Configuring for your MediaWiki extension or skin
If you are looking to get documentation published from a MediaWiki extension or skin, you should use one of the standard templates (which work for both extensions and skins, despite the name):
- PHP:
mwext-doxygen-publish
- JavaScript:
extension-javascript-documentation
Note: If you wish to publish both PHP and JavaScript code documentation, you will need to use a non-standard template for one, as they will both try to use the same target directory on doc.wikimedia.org; instead, use generic-node18-browser-coverage-publish
for the JavaScript, which will not conflict.
Jenkins job builder definitions
As said above, you should not need a bespoke job, but instead use the regular ones. If you find you need to do something unusual however, please raise a Phabricator ticket so we can help you.
Most of the logic is defined in Jenkins Job Builder jjb/job-templates.yaml
and other configuration files.
In a job definition, a builder
defines what steps to execute.
We provide a builder macro called doc-publish
that takes care of transferring the generated files to the web server of doc.wikimedia.org.
It takes two parameters:
docsrc
- Directory holding documentation files relative to workspace (without trailing slash)docdest
- Directory under doc.wikimedia.org.
Example job definition:
# Bespoke PHP project
- job:
name: myproject-php-publish
node: Docker
concurrent: false
triggers:
- zuul
builders:
- docker-log-dir
- docker-src-dir
- docker-run-with-log-cache-src:
image: docker-registry.wikimedia.org/releng/doxygen:1.9.8-s2
- doc-publish:
docsrc: 'doc/html'
docdest: myproject
publishers:
- teardown
# Bespoke JS project
- job:
name: myproject-js-publish
node: Docker
triggers:
- zuul
builders:
- setup
- docker-run-with-log-cache-src:
image: 'docker-registry.wikimedia.org/releng/node18-test:0.2.0-s2'
args: 'doc'
- doc-publish:
docsrc: 'docs'
docdest: myproject
publishers:
- teardown
This will invoke the build scripts (doxygen
and npm run doc
) and publish their results (respectively in doc/html and docs) to wmdoc:myproject/.
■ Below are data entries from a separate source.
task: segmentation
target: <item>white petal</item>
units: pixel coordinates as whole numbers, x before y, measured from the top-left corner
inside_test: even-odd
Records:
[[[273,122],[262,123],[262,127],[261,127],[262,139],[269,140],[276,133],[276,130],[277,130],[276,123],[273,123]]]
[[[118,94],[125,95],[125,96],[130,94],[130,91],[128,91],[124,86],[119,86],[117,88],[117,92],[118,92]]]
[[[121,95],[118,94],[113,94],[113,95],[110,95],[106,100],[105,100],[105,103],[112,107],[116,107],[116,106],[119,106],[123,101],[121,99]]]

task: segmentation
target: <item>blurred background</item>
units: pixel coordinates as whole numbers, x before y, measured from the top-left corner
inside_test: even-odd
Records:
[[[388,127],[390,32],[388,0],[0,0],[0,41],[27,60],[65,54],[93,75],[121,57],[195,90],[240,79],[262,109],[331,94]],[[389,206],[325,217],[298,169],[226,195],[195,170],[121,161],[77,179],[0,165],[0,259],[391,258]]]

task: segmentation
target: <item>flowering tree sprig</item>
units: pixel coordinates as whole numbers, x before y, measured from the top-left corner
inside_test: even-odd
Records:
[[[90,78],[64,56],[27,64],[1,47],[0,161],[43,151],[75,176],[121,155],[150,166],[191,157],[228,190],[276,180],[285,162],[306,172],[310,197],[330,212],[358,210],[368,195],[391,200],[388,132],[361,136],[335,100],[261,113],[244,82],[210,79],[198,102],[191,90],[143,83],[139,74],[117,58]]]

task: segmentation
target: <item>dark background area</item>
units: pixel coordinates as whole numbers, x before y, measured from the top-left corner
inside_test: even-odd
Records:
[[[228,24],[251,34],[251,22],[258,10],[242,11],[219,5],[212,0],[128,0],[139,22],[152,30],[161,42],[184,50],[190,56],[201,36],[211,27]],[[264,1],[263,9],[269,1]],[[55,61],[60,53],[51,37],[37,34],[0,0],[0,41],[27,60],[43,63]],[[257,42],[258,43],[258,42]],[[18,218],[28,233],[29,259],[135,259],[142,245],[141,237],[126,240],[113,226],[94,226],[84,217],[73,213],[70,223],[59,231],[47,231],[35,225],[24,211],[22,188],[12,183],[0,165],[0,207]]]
To namespace the documentation based on project version, use the Zuul-generated DOC_SUBPATH
(derived from branch or tag name).
Simply insert it in the docdest
parameter.
You will need to invoke the builder assert-env-doc_subpath.
Example for MediaWiki (mediawiki-core-doxygen-publish job):
- job:
name: 'mediawiki-core-doxygen-publish'
builders:
- assert-env-doc_subpath
- zuul-cloner:
projects: >
mediawiki/core
mediawiki/vendor
# Build the documentation under /build/doc
- shell: |
rm -rf build/doc
mkdir -p build/doc
TARGET_BASEDIR="$WORKSPACE/build/doc" /srv/deployment/integration/slave-scripts/tools/mwcore-docgen.sh
# Publish from build/doc to mediawiki-core/$DOC_SUBPATH/php'
- doc-publish:
docsrc: 'build/doc'
docdest: 'mediawiki-core/$DOC_SUBPATH/php'
This publishes the documentation at wmdoc:mediawiki-core/master/php/, and also publishes release branch documentation such as wmdoc:mediawiki-core/REL1_34/php/, and tagged releases such as wmdoc:mediawiki-core/1.34.0/php/
Architecture
For architecture overview and runbooks, see wikitech:Doc.wikimedia.org
See also
- Continuous integration/Entry points describes the conventions for extension automation. If you follow these when developing your extension, then (with a lot of CI wizardry), tests run and documentation generates "automagically".